That's yer Fiend finished. Again.
If he's still even yours, that is. If Bray Wyatt's tweets or his fans' lengthy reddit reaches have somehow kept you on the hook over the last 8 years despite near-constant attempts to either undermine or flat-out humiliate, WrestleMania 37 worked harder than ever to remove the it from your cheek.
If it didn't, well then to be completely frank you're a dead fish deserving of its fate.
The "jack-in-the-box-like-structure" call from Michael Cole was pathetically naff to a uniquely perfect degree. The company that won't allow commentators to identify an object as the object don't stand a chance of being able to logically express what this unapologetically dumb gimmick is really all about.
If Wyatt's thought process really is as profound as many of his colleagues have suggested over the years, then the it's been sacrificed to the insanity of Vince McMahon, Bruce Prichard and whoever else has ever had anything to do with his multifarious disasters over a near-decade of decay.
It's Just What Happens In WWE, even to those that aren't pitched as incel murder clowns. And not even just the warped era that booked a guy that returned from death to stay down from an RKO...
10. Zack Ryder's Push
A turning point in the minds of fans that still believed in the WWE brass ring principle and presumably in the minds of many wrestlers themselves, Zack Ryder's gift-wrapped money printer being tossed aside to toss him off a stage in a wheelchair was quite the act of bizarre malice.
Unwilling to stagnate and with a creative and switched-on mind, Ryder had spent much of 2010 and 2011 getting himself over to an audience of fans WWE didn't have the nouse to even explore.

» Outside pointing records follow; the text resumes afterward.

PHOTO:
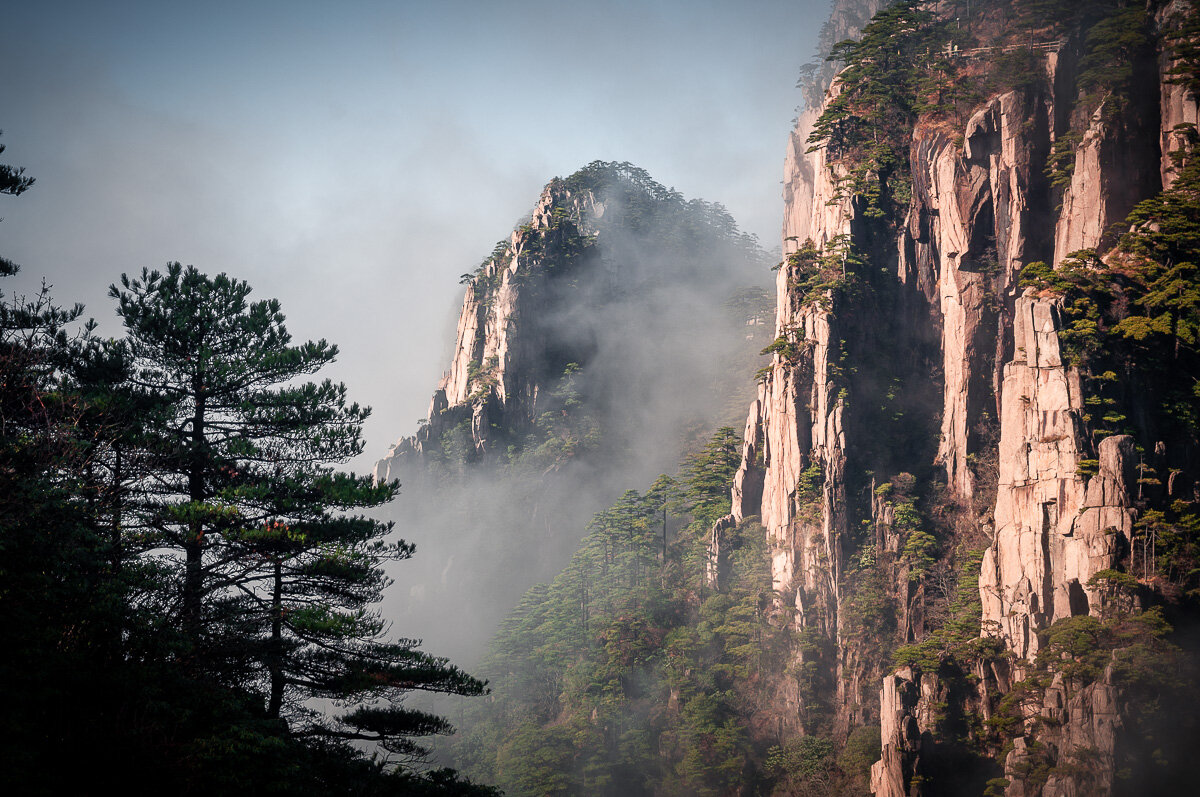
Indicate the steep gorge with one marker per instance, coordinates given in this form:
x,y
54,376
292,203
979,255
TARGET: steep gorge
x,y
963,348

His self-made YouTube show reimagined his gimmick, rebadged a ton of his previously-irritating catchphrases and reinvigorated interest his act from those in the audience that were far more switched on than WWE themselves.
It's presumably why they saw to it that the whole thing be sacrificed to John Cena and Kane.

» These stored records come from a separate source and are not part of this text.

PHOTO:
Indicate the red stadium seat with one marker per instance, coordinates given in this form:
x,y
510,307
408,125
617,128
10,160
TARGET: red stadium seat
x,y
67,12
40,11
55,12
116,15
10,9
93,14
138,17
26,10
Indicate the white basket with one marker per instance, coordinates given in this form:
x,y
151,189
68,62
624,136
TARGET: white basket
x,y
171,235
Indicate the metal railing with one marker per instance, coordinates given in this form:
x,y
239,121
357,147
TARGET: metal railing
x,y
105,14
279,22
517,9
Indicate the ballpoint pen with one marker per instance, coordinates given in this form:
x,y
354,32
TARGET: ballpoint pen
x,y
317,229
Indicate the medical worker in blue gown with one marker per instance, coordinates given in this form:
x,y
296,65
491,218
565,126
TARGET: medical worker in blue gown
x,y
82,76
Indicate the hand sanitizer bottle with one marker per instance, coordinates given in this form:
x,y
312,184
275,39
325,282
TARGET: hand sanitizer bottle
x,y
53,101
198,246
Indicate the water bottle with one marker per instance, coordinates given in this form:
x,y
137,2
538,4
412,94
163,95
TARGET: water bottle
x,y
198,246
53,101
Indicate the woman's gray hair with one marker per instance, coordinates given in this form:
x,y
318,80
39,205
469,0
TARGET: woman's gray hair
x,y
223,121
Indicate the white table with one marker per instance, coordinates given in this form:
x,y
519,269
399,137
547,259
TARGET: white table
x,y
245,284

Internally viewed as the people's project rather than their own, WWE seemed to build him only with the expressed purpose of breaking him. The wheelchair flashpoint remains the definitive takeaway, but just examining that scene finds a man literally and figuratively beaten down by a company that chose spite over piles and piles of cash. Or - based on how much merch he briefly shifted - both.